NAIROBI: Kenya’s fresh and animal produce exports to top European markets could be reduced unless the country meets the high sanitary standards, Industrialisation CS, Wilson Songa said on Monday.
He said emerging pests and diseases, ill-equipped border inspection points and newly set maximum residue level on produce are a major threat to the country’s export trade. This, he said, puts the country at risk of losing grip of the potential Sh60 billion annual earnings from the export of fresh produce.
“The potential of agriculture performance is underutilised especially in the international trade. The country needs to meet the necessary market standards to ensure we benefit and even tap into other areas,” said Songa.

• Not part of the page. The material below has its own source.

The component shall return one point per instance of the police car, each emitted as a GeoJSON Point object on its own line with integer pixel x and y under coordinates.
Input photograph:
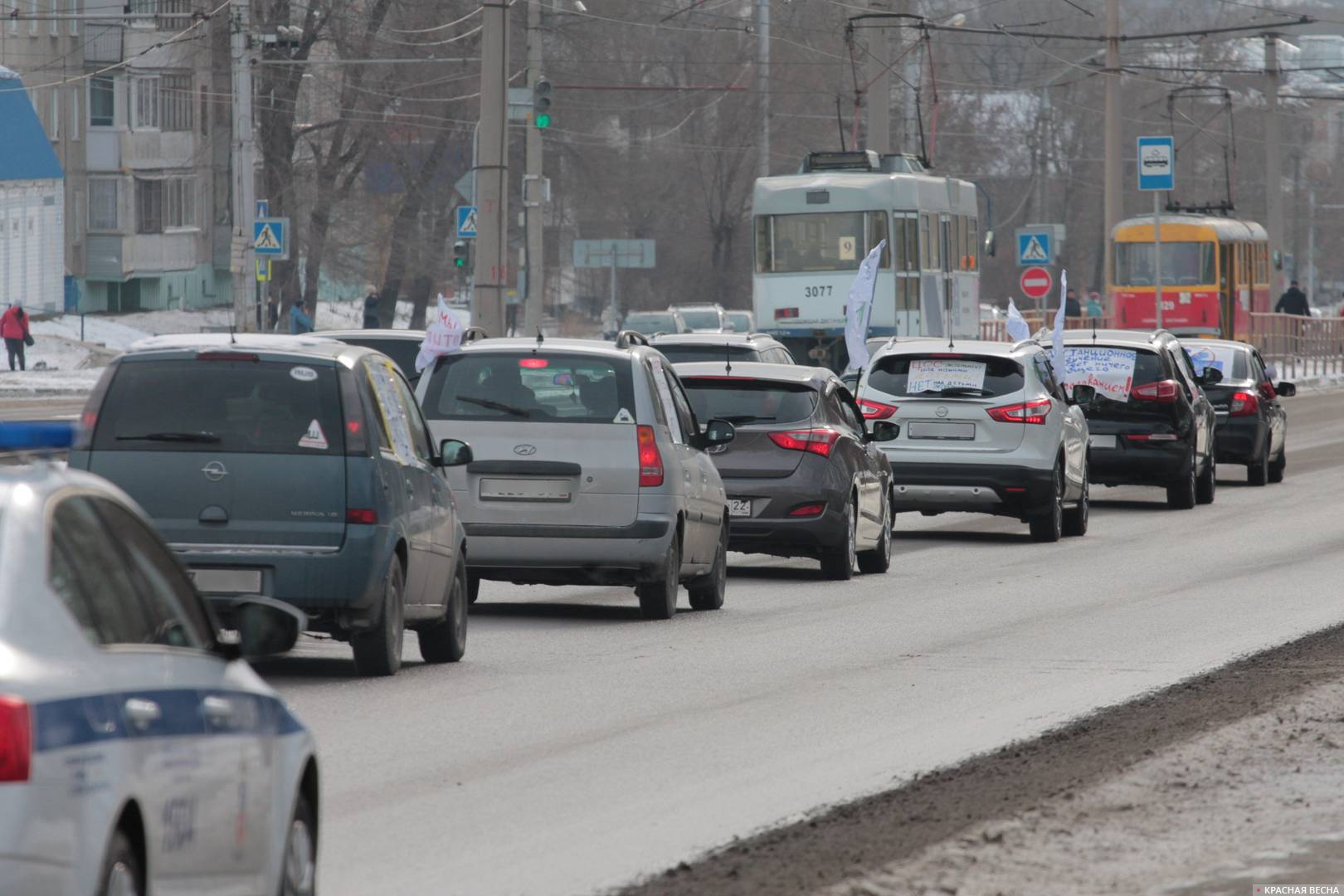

He was speaking in Nairobi during the Standards and Market Access Programme steering committee meeting. He said the Kenya Bureau of Standards, Kenya Plant Health Inspectorate Services and the Department of Veterinary Services should urgently adress the matter.
Kenya received Sh1.4 billion in May this year from the European Union to help improve its standards under the SMAP. The programme is aimed at enhancing quality and compliance of standards for exports and the local food market. It provides testing equipment and monitoring systems.
Early this year, Kenya was put on notice over possible trade restrictions on horticulture exports to the EU, if it fails to reduce pesticide residue levels and harmful micro-organisms by the end of September.